En estos momentos estamos frente a un problema de escala planetaria. El COVID-19 se ha diseminado en el mundo a partir de China. Su mortalidad (3,8%) es menor que la del SARS de 2003 (9,6%), pero mucho mayor que la de la gripe común (0,13%). La mortalidad de la Gripe Española de 1918 (30%) no es comparable debido al escaso avance de la medicina de la época. El poder de contagio del COVID-19 es alto. Cada enfermo contagia entre 2 y 3 personas mientras que la gripe común muestra un promedio de 1,3. Está claro entonces que el COVID-19 es mucho más peligroso y expansivo que la gripe común y que esto explica su rápida diseminación y el temor que ha ocasionado.
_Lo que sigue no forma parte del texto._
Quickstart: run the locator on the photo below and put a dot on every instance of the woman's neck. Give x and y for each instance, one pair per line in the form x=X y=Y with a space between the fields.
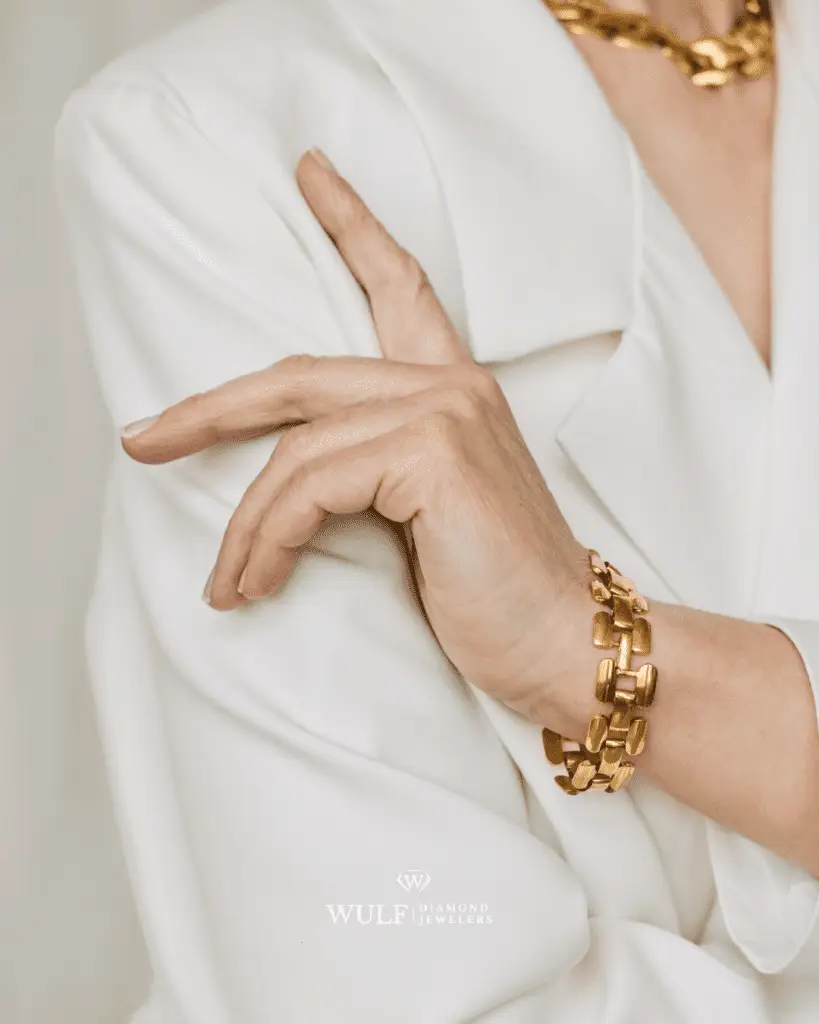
x=690 y=18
Pero cabe la pregunta: ¿estamos frente a un fenómeno de pánico generalizado y colective outrage que lleva a personas y gobiernos a una reacción exagerada con muy altos costos y daños? Cualquier respuesta será rebatida. Estando en juego la salud y la vida, contestar que es exagerada puede ser considerado como una respuesta casi asesina. Sin embargo, yendo por el lado de costos creciendo exponencialmente, cabe pensar dónde se detienen las medidas de prevención. Así como no puede considerarse asesino al gobernante que dejó de evitar una muerte por no convertir en autopista un camino rural de escaso tráfico, debe darse un espacio de decisión razonable a quienes legislan las medidas preventivas contra el COVID-19. No es bueno que dirigentes y políticos compitan por ampliar estas medidas si eso lleva a detener la producción o los servicios esenciales y a hacer colapsar la economía. Finalmente, el impacto sobre la pobreza, y consecuentemente sobre la salud, podría más que neutralizar el objetivo pretendido. Lo que corresponde es evaluar seriamente el programa de medidas preventivas en todos sus efectos, más allá de los ánimos colectivos en un momento tan crítico.
El autor es director de Políticas Públicas de Libertad y Progreso.